La tradizione non è il culto delle ceneri ma la custodia del fuoco. Ed allora scatta l’applauso di fronte all’iniziativa della vulcanica Maria Lodovica Gullino che ha voluto far nascere a Torino il primo Festival internazionale dell’agricoltura che si svolgerà dal 31 marzo al 2 aprile. ColtivaTo sarà il nome ufficiale che, in nome della custodia del fuoco, garantirà a Torino un nuovo ruolo, dopo la squallida fine del primato nel settore automobilistico. Senza dimenticare che, tra pochi giorni, inizierà anche il Salone del Vino, sino ad ora piuttosto sotto tono quanto a promozione.

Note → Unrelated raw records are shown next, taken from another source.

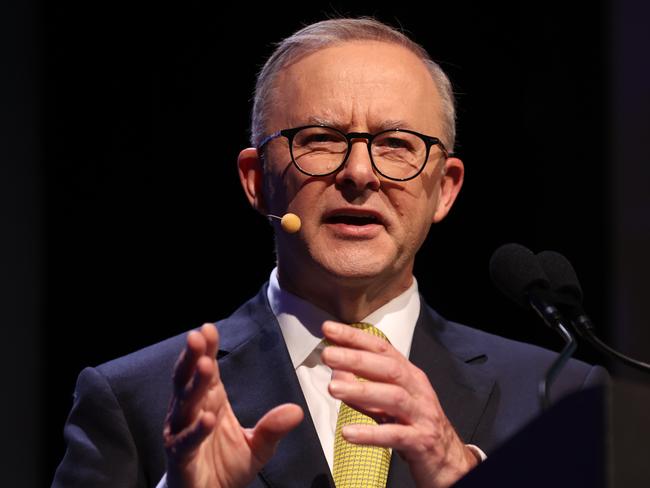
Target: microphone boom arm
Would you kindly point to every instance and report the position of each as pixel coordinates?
(552, 317)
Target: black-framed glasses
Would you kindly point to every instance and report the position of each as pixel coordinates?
(396, 154)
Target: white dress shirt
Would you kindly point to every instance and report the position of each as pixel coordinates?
(300, 323)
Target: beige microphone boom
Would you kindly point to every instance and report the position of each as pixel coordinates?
(289, 222)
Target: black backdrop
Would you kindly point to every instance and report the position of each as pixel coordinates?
(144, 108)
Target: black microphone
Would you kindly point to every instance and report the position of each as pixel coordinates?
(517, 273)
(564, 282)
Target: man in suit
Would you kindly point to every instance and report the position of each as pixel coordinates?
(353, 128)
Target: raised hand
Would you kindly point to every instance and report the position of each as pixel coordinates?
(400, 397)
(204, 442)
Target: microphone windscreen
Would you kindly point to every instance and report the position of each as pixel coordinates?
(561, 276)
(290, 223)
(515, 271)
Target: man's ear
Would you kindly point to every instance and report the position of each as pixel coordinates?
(251, 178)
(451, 181)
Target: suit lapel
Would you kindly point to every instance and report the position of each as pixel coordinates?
(258, 375)
(463, 389)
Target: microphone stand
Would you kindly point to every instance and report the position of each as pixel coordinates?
(585, 328)
(552, 317)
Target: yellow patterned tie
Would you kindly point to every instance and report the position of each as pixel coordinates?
(358, 466)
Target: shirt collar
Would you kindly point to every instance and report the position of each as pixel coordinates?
(301, 321)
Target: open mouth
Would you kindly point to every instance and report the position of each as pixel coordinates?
(352, 219)
(359, 219)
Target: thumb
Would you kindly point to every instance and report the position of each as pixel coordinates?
(271, 428)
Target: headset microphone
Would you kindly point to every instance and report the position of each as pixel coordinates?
(290, 222)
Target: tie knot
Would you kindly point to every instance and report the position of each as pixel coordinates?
(370, 329)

Il festival dell’agricoltura nasce dalla consapevolezza di ospitare, alle porte della capitale subalpina, un centro di eccellenza internazionale come Agroinnova. Ma, ovviamente, si punta a coinvolgere l’intero territorio poiché la visione deve essere appunto internazionale. Perché, giustamente, gli organizzatori fanno notare che un normale cittadino, se deve scegliere un dentista, si rivolge a chi utilizza strumenti d’avanguardia e non i vecchi e dolorosi metodi del passato. Ma, sul cibo, si tende a guardare sempre al piccolo mondo antico.
Dunque il festival servirà a far conoscere il cambiamento dell’agricoltura. Le nuove tecniche, le nuove tendenze, i nuovi problemi, le nuove sfide. Dal cambiamento climatico alla sostenibilità, dalle nuove tecnologie ai nuovi mercati.
Tutto giusto, tutto bello. A patto, però, di ricordare che il cibo non è solo coltura ma anche cultura. Ed imporre – imporre, non proporre – nuovi stili alimentari significa voler scientemente distruggere le culture che non rispondono al politicamente corretto ed al pensiero unico obbligatorio. Non bastano le mozioni della senatrice Paola Ambrogio, in difesa del cibo del territorio, per contrastare una piderosa macchina da guerra dei sostenitori della carne sintetica o di simili amenità.
La presenza, tra i relatori, di Elsa Fornero non induce all’ottimismo. E la collaborazione con la “Biennale democrazia (a senso unico)” è fonte di ulteriori preoccupazioni. Se l’agricoltura del futuro deve essere basata sullo sfruttamento della manodopera, possibilmente immigrata, sulla produzione di vermi e grilli, sul controllo delle terre da parte di poche multinazionali, allora diventa sacrosanto il rimpianto del “buon tempo antico”. Che non sarà stato proprio buono e neppure bello, ma rispetto al mondo che piace a Fornero ed alle multinazionali era semplicemente un capolavoro.